En ce temps n’y avoit si grand en Angleterre qui osât parler de chose que le roi fît ni voulsist faire ; et il avoit conseil propre pour lui, et chevaliers de sa chambre qui l’enhortoient à faire tout ce qu’ils vouloient ; et tenoit le roi à ses gages et à délivrance bien deux mille archers qui continuellement nuit et jour le gardoient[1], car il ne se tenoit pas bien assuré de ses oncles ni de ceux du lignage du comte d’Arondel.


CHAPITRE LXII.

De la grand’assemblée qui fut faite en la ville de Rheims, tant de l’empire d’Allemagne comme du royaume de France sur l’état et union de sainte Église.

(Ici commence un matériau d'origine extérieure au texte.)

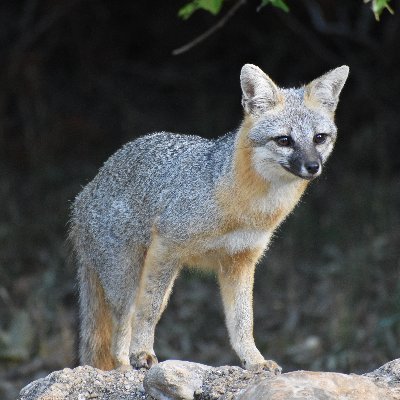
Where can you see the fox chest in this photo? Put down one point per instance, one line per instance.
(239, 240)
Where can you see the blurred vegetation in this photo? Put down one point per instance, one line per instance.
(79, 78)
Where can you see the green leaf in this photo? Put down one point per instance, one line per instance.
(276, 3)
(378, 6)
(212, 6)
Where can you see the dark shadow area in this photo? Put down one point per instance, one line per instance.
(80, 78)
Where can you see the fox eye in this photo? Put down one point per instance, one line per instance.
(320, 138)
(283, 141)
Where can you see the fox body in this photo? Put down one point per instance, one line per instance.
(165, 201)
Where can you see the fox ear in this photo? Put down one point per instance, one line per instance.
(325, 90)
(259, 92)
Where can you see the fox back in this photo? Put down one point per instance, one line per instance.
(166, 200)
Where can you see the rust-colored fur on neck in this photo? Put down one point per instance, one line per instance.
(237, 197)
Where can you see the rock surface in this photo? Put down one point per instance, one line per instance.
(182, 380)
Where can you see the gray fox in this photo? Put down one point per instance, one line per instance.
(165, 200)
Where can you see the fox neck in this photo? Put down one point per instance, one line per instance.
(248, 197)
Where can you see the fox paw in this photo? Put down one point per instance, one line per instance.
(124, 368)
(143, 360)
(266, 365)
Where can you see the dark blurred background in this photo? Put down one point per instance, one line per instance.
(78, 78)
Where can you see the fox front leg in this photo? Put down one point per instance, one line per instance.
(236, 283)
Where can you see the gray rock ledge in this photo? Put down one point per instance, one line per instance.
(182, 380)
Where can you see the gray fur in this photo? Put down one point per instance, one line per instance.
(165, 185)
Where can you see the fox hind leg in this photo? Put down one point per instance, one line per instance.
(158, 275)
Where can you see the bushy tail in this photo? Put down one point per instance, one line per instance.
(95, 322)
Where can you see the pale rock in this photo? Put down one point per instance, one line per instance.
(307, 385)
(175, 380)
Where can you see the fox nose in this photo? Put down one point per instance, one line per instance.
(312, 167)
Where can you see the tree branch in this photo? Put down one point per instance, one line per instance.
(210, 31)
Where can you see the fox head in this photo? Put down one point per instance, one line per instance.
(292, 131)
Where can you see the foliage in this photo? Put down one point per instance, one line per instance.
(378, 6)
(215, 6)
(212, 6)
(276, 3)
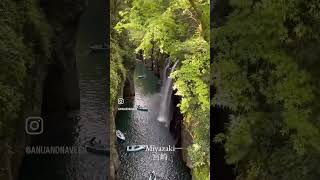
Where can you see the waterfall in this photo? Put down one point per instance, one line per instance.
(166, 93)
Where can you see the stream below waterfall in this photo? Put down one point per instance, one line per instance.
(90, 121)
(142, 127)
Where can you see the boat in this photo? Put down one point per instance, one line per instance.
(142, 108)
(98, 148)
(98, 47)
(152, 176)
(135, 148)
(120, 135)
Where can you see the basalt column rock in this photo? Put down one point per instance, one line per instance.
(61, 87)
(128, 90)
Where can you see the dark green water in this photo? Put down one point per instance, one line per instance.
(141, 127)
(93, 111)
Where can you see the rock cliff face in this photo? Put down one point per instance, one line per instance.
(183, 136)
(50, 82)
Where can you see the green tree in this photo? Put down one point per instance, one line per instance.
(180, 29)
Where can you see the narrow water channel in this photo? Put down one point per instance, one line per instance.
(90, 121)
(142, 127)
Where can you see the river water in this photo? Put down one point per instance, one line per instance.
(142, 127)
(90, 121)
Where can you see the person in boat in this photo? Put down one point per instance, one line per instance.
(94, 141)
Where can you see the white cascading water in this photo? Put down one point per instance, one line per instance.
(166, 93)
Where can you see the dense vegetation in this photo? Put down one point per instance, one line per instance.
(180, 29)
(24, 42)
(266, 73)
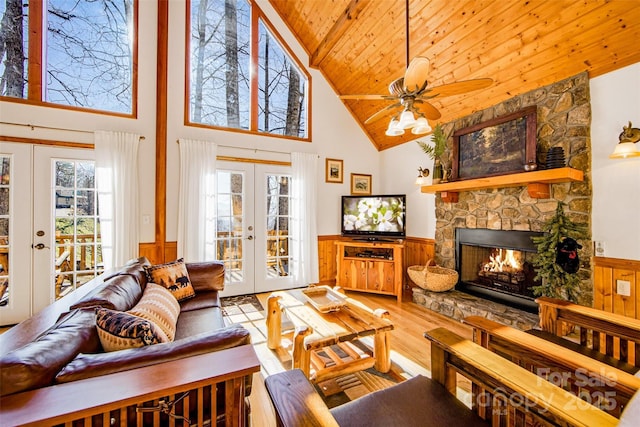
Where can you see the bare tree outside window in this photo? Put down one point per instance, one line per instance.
(89, 54)
(220, 58)
(13, 48)
(220, 80)
(281, 98)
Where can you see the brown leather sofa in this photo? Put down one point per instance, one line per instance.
(61, 344)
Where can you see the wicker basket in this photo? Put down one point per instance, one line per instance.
(432, 277)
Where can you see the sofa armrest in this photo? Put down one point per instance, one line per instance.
(127, 397)
(93, 365)
(206, 276)
(296, 402)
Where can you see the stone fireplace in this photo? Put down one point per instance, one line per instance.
(563, 120)
(498, 265)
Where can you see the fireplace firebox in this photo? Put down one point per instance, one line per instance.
(498, 265)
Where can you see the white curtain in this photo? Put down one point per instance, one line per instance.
(304, 233)
(117, 184)
(196, 204)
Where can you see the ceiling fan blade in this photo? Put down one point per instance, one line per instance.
(381, 113)
(457, 88)
(416, 75)
(429, 111)
(368, 97)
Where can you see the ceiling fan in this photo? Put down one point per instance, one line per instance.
(412, 93)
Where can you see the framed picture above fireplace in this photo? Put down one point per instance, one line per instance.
(499, 146)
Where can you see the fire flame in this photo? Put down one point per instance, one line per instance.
(503, 260)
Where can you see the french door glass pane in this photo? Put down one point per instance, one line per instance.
(5, 189)
(78, 252)
(229, 224)
(278, 220)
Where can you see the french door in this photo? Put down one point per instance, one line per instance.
(252, 227)
(49, 228)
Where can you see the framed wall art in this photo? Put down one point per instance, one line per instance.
(360, 184)
(333, 171)
(500, 146)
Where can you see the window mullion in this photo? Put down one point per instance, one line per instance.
(254, 68)
(36, 40)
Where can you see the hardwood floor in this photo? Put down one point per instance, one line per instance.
(410, 351)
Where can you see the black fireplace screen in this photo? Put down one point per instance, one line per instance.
(497, 263)
(506, 270)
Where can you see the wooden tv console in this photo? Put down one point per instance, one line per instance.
(374, 267)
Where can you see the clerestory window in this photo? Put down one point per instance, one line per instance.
(227, 40)
(74, 53)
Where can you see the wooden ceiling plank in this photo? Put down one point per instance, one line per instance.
(535, 54)
(338, 30)
(368, 60)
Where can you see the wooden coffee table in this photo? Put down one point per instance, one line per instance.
(315, 333)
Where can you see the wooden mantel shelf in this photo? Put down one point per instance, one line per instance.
(537, 183)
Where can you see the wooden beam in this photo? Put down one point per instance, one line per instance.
(336, 32)
(161, 128)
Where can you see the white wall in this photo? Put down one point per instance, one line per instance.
(615, 100)
(334, 133)
(400, 169)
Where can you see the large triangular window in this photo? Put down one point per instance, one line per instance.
(227, 40)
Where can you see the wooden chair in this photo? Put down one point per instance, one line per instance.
(595, 381)
(512, 395)
(611, 334)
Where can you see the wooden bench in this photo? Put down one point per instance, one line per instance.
(596, 382)
(611, 334)
(512, 395)
(143, 396)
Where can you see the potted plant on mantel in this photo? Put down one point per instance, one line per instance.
(435, 152)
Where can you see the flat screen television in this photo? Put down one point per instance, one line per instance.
(374, 217)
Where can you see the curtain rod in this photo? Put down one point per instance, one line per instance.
(142, 138)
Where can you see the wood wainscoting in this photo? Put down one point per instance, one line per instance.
(417, 251)
(606, 273)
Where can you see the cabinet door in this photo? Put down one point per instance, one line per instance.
(380, 276)
(354, 274)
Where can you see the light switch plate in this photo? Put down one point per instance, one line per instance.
(623, 287)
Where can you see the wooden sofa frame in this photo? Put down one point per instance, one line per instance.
(612, 334)
(596, 382)
(148, 392)
(513, 395)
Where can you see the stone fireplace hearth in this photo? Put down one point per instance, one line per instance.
(563, 120)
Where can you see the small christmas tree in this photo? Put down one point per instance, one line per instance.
(556, 282)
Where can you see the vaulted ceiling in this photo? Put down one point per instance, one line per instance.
(359, 46)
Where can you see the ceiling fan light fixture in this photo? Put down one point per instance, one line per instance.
(421, 127)
(407, 120)
(394, 129)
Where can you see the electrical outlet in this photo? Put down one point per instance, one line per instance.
(623, 287)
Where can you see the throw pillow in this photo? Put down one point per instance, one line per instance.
(173, 276)
(160, 307)
(119, 330)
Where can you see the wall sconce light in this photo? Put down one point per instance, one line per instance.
(422, 176)
(627, 146)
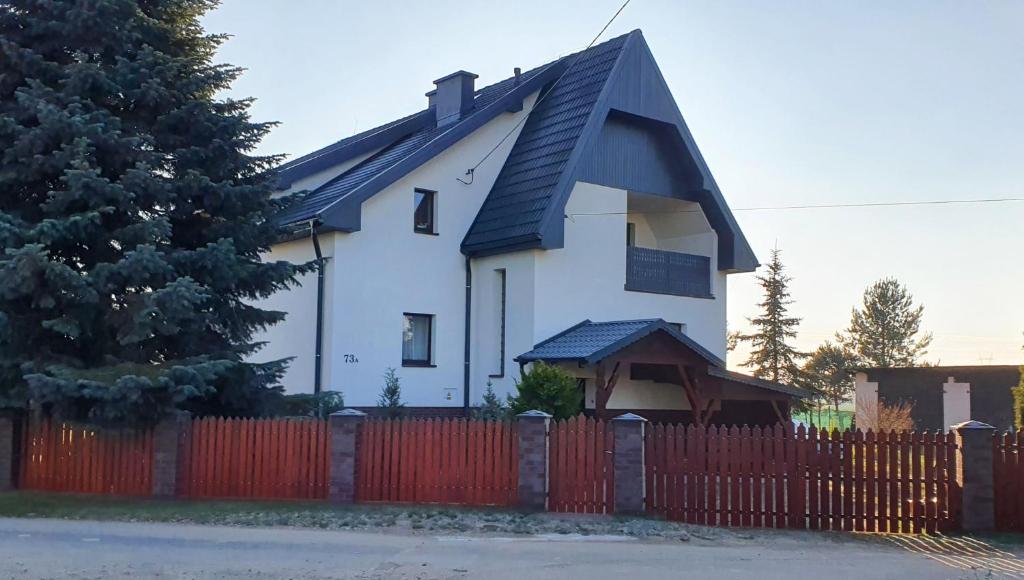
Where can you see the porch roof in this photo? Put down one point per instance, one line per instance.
(590, 341)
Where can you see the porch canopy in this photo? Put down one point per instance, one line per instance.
(655, 350)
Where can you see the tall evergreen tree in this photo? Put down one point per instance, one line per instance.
(827, 374)
(885, 331)
(772, 357)
(133, 212)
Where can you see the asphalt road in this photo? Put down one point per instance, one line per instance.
(53, 548)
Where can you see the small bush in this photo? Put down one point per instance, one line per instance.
(492, 408)
(547, 388)
(310, 405)
(883, 417)
(1019, 402)
(390, 399)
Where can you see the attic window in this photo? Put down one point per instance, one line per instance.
(424, 212)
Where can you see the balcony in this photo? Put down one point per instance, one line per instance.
(662, 272)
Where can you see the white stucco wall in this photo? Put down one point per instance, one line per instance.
(955, 403)
(385, 270)
(520, 295)
(865, 399)
(586, 279)
(376, 275)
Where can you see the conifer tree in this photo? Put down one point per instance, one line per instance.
(133, 212)
(772, 357)
(885, 331)
(390, 398)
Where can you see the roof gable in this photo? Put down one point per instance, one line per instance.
(614, 99)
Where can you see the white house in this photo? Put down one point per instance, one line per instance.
(459, 240)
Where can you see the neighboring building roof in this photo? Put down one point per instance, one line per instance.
(557, 147)
(755, 381)
(591, 341)
(941, 369)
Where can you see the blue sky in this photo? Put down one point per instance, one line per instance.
(791, 102)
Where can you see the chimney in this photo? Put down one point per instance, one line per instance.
(453, 98)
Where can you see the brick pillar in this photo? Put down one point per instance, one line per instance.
(6, 453)
(344, 440)
(974, 474)
(628, 431)
(166, 446)
(534, 459)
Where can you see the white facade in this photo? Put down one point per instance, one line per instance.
(376, 275)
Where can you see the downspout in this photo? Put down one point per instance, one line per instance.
(317, 357)
(469, 303)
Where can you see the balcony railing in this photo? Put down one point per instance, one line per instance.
(663, 272)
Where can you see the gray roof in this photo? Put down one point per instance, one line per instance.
(560, 143)
(398, 150)
(591, 341)
(755, 381)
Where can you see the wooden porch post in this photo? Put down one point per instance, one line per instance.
(696, 403)
(603, 387)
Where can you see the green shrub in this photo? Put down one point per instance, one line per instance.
(547, 388)
(390, 399)
(492, 408)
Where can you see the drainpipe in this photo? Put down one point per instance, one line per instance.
(317, 370)
(469, 303)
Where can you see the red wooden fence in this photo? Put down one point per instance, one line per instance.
(805, 480)
(438, 461)
(255, 458)
(1008, 480)
(581, 466)
(66, 458)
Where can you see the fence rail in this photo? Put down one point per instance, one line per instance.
(452, 461)
(255, 458)
(805, 480)
(582, 466)
(1008, 481)
(768, 478)
(61, 457)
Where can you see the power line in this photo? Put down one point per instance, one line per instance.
(824, 206)
(540, 99)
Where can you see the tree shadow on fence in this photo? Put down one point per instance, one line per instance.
(963, 552)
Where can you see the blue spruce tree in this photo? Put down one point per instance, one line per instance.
(133, 212)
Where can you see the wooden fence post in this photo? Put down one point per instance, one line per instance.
(166, 450)
(345, 426)
(974, 475)
(534, 459)
(6, 452)
(628, 431)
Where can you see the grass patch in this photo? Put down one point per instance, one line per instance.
(298, 513)
(422, 519)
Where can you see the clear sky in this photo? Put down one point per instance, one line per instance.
(791, 102)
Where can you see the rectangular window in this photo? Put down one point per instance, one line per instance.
(425, 212)
(417, 340)
(500, 311)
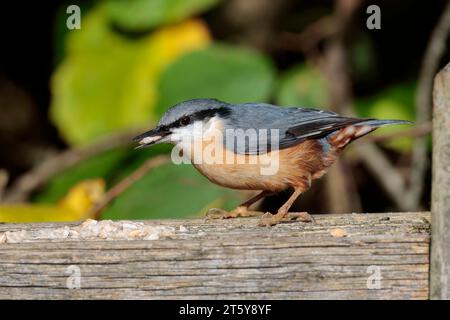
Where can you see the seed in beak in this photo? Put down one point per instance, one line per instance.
(148, 140)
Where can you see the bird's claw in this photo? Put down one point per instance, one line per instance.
(215, 213)
(268, 219)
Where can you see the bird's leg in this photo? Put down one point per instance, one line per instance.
(239, 211)
(270, 220)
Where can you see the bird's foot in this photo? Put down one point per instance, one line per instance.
(268, 219)
(215, 213)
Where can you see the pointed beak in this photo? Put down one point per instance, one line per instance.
(152, 137)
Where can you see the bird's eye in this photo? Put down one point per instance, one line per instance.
(185, 121)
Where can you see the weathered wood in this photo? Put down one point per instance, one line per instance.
(330, 259)
(440, 206)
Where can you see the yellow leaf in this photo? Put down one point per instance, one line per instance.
(76, 205)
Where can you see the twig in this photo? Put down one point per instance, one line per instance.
(430, 65)
(415, 132)
(339, 183)
(309, 38)
(125, 183)
(36, 177)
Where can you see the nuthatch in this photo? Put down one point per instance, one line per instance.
(233, 145)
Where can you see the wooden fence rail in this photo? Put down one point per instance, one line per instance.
(362, 256)
(350, 256)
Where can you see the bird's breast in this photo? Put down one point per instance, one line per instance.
(273, 171)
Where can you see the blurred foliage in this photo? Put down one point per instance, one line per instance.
(220, 71)
(396, 102)
(303, 85)
(76, 205)
(141, 15)
(171, 191)
(154, 196)
(107, 83)
(134, 59)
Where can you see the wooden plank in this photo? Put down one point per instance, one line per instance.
(337, 257)
(440, 206)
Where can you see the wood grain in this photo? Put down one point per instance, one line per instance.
(225, 259)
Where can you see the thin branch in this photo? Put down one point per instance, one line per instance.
(430, 65)
(125, 183)
(414, 132)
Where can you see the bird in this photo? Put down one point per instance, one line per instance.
(258, 146)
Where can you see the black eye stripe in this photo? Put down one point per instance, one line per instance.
(199, 115)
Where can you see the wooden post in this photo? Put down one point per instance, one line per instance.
(440, 207)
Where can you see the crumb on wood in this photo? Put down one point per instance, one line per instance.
(95, 230)
(338, 233)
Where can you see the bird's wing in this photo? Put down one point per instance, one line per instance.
(273, 128)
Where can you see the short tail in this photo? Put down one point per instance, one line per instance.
(357, 130)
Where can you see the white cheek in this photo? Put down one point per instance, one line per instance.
(196, 132)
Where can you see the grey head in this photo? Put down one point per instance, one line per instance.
(197, 109)
(183, 115)
(263, 121)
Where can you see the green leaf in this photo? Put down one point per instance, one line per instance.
(303, 85)
(107, 83)
(170, 191)
(228, 73)
(138, 15)
(396, 102)
(101, 165)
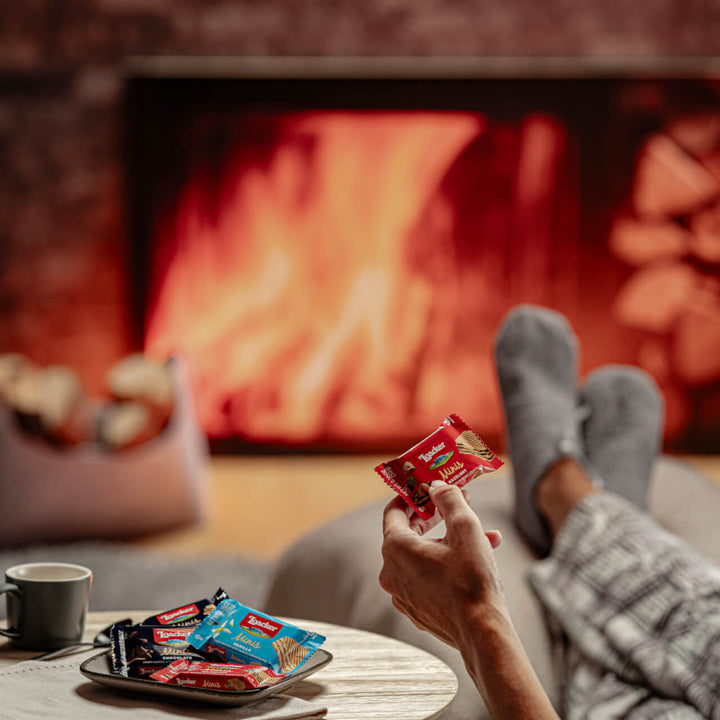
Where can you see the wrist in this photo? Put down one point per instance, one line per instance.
(498, 664)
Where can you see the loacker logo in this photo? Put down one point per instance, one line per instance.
(260, 625)
(428, 456)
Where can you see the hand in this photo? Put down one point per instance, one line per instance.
(438, 584)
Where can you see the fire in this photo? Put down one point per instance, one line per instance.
(299, 286)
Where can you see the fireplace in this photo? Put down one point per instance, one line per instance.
(332, 243)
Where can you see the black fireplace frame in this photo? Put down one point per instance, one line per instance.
(158, 90)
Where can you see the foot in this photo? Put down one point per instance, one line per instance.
(536, 359)
(623, 431)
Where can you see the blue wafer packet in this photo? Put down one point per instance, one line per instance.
(234, 632)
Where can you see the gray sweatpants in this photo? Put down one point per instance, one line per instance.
(635, 615)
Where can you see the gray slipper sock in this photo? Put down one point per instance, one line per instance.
(623, 431)
(536, 360)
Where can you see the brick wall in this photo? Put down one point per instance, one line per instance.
(62, 254)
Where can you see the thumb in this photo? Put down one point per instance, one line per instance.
(459, 518)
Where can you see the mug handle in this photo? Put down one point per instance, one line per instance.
(9, 587)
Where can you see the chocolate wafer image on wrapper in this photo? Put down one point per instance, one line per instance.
(454, 453)
(237, 633)
(290, 654)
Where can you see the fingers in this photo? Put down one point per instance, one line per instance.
(494, 537)
(395, 517)
(460, 520)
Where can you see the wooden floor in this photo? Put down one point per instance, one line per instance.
(259, 505)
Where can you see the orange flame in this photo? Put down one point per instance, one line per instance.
(295, 301)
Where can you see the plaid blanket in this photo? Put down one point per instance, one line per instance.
(635, 617)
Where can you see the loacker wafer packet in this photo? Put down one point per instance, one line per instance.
(237, 633)
(217, 676)
(453, 454)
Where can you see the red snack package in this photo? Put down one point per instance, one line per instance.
(453, 453)
(217, 676)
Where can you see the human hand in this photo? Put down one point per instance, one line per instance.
(439, 583)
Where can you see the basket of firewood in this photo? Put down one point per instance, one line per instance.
(72, 467)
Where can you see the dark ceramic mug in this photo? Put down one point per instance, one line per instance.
(47, 604)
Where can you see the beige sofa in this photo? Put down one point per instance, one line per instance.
(331, 574)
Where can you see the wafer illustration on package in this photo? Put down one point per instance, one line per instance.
(237, 633)
(452, 453)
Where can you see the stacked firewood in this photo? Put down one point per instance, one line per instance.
(50, 404)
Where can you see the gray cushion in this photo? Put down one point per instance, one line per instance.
(331, 574)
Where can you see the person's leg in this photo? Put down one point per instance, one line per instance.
(536, 362)
(559, 490)
(623, 431)
(629, 597)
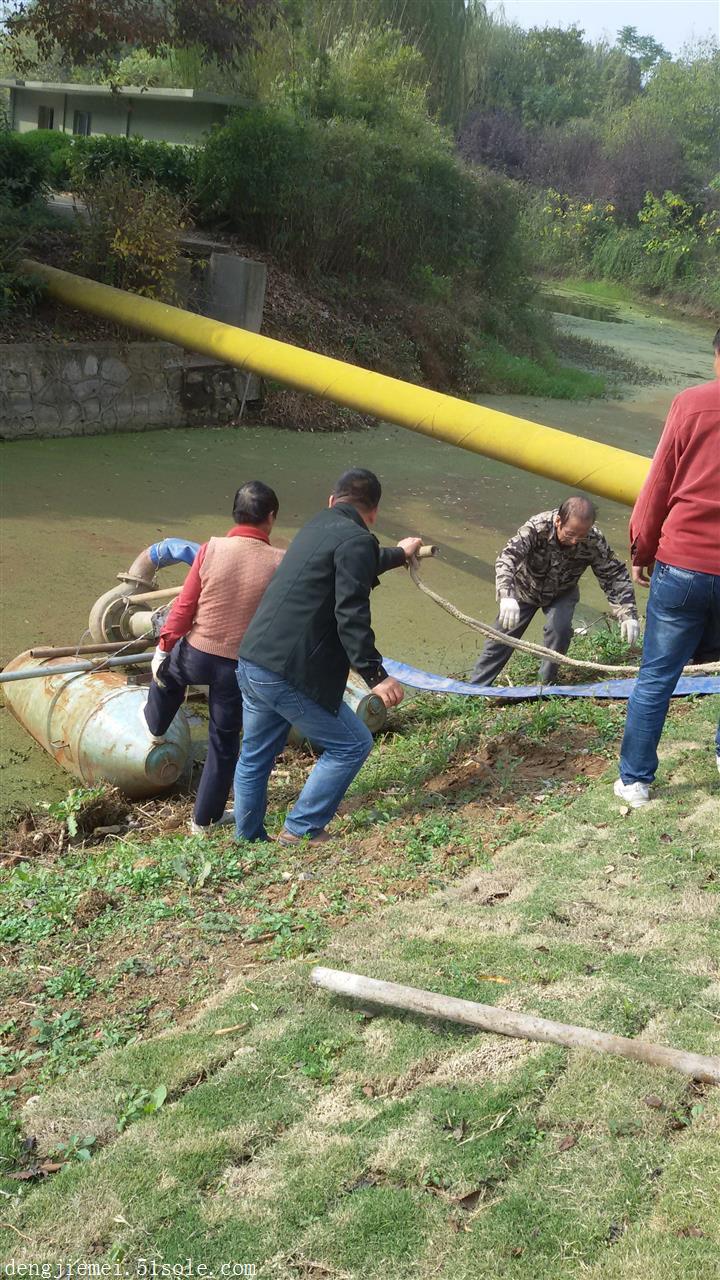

En ce temps se fit une grand’assemblée de seigneurs en la cite de Rheims, tant de l’empire d’Allemagne que du royaume de France ; et fut la cause telle que pour mettre l’église en union. Et fit tant le roi de France par prières et par moyens que le roi d’Allemagne[2], son cousin, vint à Rheims atout son conseil[3]. Et pour ce que on ne voult pas donner à entendre généralement que celle assemblée se fit tant seulement pour parler des papes, de celui qui se tenoit à Rome et de celui qui se tenoit en Avignon, les

  1. Cette tyrannie, née de la peur, qui rendit le roi Richard si odieux, a excité les plaintes de tous les poètes et prosateurs du temps. On trouve dans la Chronique métrique de Hardinge quelques vers sur cette manie du roi qui s’était composé une garde d’hommes du comté de Chester éternellement en permanence auprès de lui et devenus comme une sorte de gardes du corps. Richard fut en effet accusé par le parlement d’avoir appelé autour de lui des malfaiteurs du comté de Chester, qui, en traversant le royaume avec lui, battaient, blessaient, pillaient et tuaient les gens, et refusaient de payer ce qu’ils prenaient.
  2. Wenceslas de Luxembourg.
  3. Cette même année, Charles VI reçut une ambassade de Manuel, empereur de Constantinople, qui lui demandait du secours contre les Turcs qui menaçaient d’anéantir les Grecs. (Voyez sa lettre dans l’Anonyme de Saint-Denis, page 1397), et une autre ambassade de Bajazet lui-même.